Reg Spiers was once a champion javelin thrower who represented Australia at the 1962 Commonwealth Games in Perth, but he is better known as the man who mailed himself from England to Australia than for his athletic prowess.
When Spiers failed to qualify for the 1964 Australian Olympic Team, he impulsively set out for London to try his luck at British summer qualifying events.
At the end of a frustrating season, Spiers’s career gamble had not only failed, but he also found himself penniless with no way of making the long trip home to Australia to see his daughter for her birthday.
So, Spiers and fellow javelin thrower John McSorely concocted a plan to, quite literally, send Spiers home – a plan that was in equal measure absurd and ingenious.
The men built a 1.5-metre by 91-centimetre by 76-centimetre box to mail Spiers home in. To slow down his bodily functions, the disciplined athlete didn’t eat in the week preceding departure. In his box, Spiers was loaded onto a plane at Heathrow airport for a journey that would take 63 hours, with stopovers at Paris, Mumbai, and Singapore before reaching Perth.
The already arduous journey was made worse by 28-hour flight delays and several hours sitting on the scorching Mumbai tarmac, where Spiers became so dehydrated that he had to remove his clothes.
When Spiers’s box was finally unloaded at Perth, he waited for airport workers to take a lunch break and then left through the terminal, where he blended in with other travellers. He had pulled off the near impossible, without any airport personnel cottoning on to his scheme.

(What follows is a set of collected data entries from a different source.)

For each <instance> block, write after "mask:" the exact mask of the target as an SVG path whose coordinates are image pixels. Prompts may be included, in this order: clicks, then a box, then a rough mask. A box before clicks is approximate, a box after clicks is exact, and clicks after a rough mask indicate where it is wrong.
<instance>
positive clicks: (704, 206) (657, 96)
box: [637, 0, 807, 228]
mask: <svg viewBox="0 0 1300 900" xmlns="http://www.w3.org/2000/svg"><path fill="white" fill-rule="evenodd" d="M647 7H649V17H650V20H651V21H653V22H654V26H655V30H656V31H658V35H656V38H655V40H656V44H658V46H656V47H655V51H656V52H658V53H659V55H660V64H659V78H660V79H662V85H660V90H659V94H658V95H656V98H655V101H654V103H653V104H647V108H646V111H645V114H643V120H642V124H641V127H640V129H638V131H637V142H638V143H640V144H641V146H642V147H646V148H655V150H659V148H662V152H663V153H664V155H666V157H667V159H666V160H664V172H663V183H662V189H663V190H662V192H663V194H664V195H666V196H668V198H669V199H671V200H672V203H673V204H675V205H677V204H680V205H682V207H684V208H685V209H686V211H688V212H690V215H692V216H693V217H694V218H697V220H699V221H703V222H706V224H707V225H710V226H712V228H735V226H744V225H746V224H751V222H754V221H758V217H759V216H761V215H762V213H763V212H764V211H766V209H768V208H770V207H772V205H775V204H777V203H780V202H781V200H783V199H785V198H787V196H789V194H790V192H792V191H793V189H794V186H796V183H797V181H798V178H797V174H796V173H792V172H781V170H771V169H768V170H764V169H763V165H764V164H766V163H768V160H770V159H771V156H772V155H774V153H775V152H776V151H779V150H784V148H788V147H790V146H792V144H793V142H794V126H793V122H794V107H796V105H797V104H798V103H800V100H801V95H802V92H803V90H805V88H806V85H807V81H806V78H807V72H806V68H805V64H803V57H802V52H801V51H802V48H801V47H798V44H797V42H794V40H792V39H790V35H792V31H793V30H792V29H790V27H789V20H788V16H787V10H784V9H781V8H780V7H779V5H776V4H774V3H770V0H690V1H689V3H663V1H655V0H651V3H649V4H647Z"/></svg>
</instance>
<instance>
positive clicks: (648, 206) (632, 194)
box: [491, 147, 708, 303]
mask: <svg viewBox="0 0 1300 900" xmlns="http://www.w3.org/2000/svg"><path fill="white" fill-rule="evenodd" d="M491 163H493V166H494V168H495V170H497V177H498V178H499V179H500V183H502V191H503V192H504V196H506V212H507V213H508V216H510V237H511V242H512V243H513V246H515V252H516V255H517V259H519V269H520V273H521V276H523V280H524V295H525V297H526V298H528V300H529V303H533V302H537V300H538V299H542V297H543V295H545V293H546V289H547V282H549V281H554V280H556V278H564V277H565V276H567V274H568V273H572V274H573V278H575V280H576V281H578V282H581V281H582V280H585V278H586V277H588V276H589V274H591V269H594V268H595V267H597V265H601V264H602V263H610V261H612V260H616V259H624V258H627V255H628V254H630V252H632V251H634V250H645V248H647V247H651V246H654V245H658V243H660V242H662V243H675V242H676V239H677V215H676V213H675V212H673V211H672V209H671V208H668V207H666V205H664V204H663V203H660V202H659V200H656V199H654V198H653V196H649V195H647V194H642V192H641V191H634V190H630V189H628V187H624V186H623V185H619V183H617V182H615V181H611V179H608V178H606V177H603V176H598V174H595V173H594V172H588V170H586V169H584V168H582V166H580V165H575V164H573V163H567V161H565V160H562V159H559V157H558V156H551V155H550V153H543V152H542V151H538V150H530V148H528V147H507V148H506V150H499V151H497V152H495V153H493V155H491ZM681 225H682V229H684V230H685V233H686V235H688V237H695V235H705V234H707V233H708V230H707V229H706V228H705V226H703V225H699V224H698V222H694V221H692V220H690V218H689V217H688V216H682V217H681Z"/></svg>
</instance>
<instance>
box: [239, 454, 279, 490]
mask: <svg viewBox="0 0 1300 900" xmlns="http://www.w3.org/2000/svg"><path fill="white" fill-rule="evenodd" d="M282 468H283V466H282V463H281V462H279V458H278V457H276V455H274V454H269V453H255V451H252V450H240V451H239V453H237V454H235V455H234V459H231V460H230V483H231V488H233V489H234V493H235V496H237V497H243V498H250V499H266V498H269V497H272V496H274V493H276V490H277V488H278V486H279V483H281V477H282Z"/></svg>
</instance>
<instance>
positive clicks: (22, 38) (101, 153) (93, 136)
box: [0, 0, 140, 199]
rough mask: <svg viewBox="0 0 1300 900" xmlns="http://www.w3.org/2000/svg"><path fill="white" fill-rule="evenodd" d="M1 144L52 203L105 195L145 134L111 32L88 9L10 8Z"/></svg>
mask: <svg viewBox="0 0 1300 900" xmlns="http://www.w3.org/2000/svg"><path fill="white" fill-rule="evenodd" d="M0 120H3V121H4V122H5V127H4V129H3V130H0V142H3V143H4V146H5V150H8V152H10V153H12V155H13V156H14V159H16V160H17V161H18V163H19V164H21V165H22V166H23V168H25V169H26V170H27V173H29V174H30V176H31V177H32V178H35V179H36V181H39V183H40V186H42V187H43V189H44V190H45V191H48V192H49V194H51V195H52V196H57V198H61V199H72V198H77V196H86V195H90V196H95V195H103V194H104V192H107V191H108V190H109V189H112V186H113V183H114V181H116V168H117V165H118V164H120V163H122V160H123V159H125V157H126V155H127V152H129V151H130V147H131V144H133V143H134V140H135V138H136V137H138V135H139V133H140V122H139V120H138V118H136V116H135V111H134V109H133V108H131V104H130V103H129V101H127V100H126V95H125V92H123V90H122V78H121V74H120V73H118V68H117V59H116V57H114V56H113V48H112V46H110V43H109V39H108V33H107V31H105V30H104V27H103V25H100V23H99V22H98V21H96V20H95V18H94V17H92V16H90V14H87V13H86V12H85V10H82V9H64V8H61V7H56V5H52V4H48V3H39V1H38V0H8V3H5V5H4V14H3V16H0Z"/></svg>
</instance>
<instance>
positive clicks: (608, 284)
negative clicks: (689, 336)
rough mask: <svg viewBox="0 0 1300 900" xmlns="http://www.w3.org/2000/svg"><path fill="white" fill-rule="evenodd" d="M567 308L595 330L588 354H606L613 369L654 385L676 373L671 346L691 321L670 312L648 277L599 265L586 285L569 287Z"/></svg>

The secret unravelled, however, when Spiers forgot to notify McSorely, back in England, of his safe arrival. When his friend didn’t appear to have resurfaced on the other side of the world, a panic-stricken McSorekly shared the unfathomable story with a journalist in an effort to recover Spiers. Naturally, a media frenzy erupted that saw Spiers make international headlines – and Australian folklore.